Alex White writes: In response to Rudi Michelson’s comments regarding ABC bias: Rudi you asked Margaret to identify right wingers in the ABC. Let me answer that – the Board. The ABC doesn’t need right wingers because conservative views are held and voiced by News Ltd and 99% of talkback radio (with the exception of Mike Carlton). One of the reasons the ABC exists is to create diversity in Australian media – to shut down Dave Hughes, Media Watch or other ABC icons is to further homogenise the Australian media.

Ryan Heath writes: Nahum Ayliffe (yesterday, comments) misses the point in criticising the suspension (not the dismissal, as claimed) of Aishah Azmi, an English teaching assistant banned from wearing a full Islamic veil in the classroom.
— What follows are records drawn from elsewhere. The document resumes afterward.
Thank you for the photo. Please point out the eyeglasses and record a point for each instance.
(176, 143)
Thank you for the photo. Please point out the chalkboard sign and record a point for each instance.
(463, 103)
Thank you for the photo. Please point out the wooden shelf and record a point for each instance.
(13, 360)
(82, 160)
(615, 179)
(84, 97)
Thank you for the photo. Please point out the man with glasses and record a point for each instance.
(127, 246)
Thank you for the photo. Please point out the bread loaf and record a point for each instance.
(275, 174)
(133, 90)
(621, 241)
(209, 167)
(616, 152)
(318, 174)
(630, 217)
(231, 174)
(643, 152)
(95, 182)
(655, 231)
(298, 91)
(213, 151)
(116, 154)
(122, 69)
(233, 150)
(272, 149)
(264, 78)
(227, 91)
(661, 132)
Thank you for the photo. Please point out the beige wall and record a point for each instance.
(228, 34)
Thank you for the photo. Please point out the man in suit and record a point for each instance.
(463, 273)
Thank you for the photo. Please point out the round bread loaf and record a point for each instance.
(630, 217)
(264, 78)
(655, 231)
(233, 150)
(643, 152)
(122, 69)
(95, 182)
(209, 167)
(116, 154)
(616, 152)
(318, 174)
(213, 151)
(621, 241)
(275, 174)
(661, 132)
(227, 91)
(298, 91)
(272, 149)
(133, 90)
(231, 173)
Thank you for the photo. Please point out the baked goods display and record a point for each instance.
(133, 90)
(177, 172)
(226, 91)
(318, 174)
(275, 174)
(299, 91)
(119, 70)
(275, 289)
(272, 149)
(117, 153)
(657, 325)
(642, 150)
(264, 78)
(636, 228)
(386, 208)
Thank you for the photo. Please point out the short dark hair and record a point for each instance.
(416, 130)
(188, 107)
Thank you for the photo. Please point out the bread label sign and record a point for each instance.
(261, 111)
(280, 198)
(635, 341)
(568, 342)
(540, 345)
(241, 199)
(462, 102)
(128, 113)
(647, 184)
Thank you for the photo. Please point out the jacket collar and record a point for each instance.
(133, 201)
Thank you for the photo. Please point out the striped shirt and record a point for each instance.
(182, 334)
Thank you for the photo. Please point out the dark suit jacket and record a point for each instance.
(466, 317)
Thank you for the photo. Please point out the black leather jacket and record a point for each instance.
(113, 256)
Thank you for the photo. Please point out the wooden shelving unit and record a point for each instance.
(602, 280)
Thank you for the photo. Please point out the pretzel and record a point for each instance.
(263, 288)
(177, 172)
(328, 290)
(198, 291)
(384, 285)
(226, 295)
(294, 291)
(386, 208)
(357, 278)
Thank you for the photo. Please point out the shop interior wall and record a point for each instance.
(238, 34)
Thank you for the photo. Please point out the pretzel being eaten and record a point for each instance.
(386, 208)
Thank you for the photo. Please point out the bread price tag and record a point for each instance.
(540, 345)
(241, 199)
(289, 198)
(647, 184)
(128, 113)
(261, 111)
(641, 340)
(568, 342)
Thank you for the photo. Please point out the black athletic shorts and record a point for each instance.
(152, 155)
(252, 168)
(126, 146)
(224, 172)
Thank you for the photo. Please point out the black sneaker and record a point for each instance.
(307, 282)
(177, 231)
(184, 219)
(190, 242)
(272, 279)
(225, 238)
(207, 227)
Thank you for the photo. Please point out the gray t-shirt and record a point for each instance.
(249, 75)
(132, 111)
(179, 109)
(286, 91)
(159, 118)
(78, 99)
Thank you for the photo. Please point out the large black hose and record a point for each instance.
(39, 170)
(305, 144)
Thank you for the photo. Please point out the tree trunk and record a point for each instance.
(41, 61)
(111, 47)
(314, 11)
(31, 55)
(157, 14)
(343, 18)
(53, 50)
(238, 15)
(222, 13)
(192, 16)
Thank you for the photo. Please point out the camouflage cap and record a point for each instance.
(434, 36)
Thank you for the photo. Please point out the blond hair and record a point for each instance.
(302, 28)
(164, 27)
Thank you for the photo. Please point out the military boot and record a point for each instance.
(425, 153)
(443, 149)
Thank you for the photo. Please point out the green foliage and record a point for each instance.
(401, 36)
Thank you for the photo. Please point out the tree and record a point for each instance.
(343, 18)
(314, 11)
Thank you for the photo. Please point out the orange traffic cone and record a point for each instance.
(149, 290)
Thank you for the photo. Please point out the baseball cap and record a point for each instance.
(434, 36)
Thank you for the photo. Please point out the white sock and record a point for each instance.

The issue isn’t about religious tolerance – it’s about whether small children needing to learn English at school can do that when they can’t see their teacher’s lips and facial expressions. Azmi was permitted to wear the niqab everywhere else but the classroom. Her obstinacy puts herself ahead of her pupils and it does so on the false premise that her faith requires her to dress in this way. The Koran says nothing of the sort and not even the Muslim Council of Britain supports her position.

Jay Walker, former Australian correspondent for High Times magazine, writes: What a shocking surprise in yesterday’s “unsubstantiated tips and rumours” that people at dance parties use illicit “pills and powder”, given their non-herbal roots in Acid House/rave culture. Who would have guessed? Perhaps the dobber might think twice about calling in the sniffer dogs if they knew the findings of the recent NSW Ombudsman’s report into the dogs’ effectiveness indicated that they get it wrong 75% of the time. So whenever you hear about people being publicly embarrassed, lined up outside a club, on the footpath, at the entrance to a Big Day Out, and subjected to a strip search and/or aggressive and sarcastic police interrogation on the basis of a guilty verdict already made by a sniffer dog, bear in mind that three out of four are not carrying any drugs.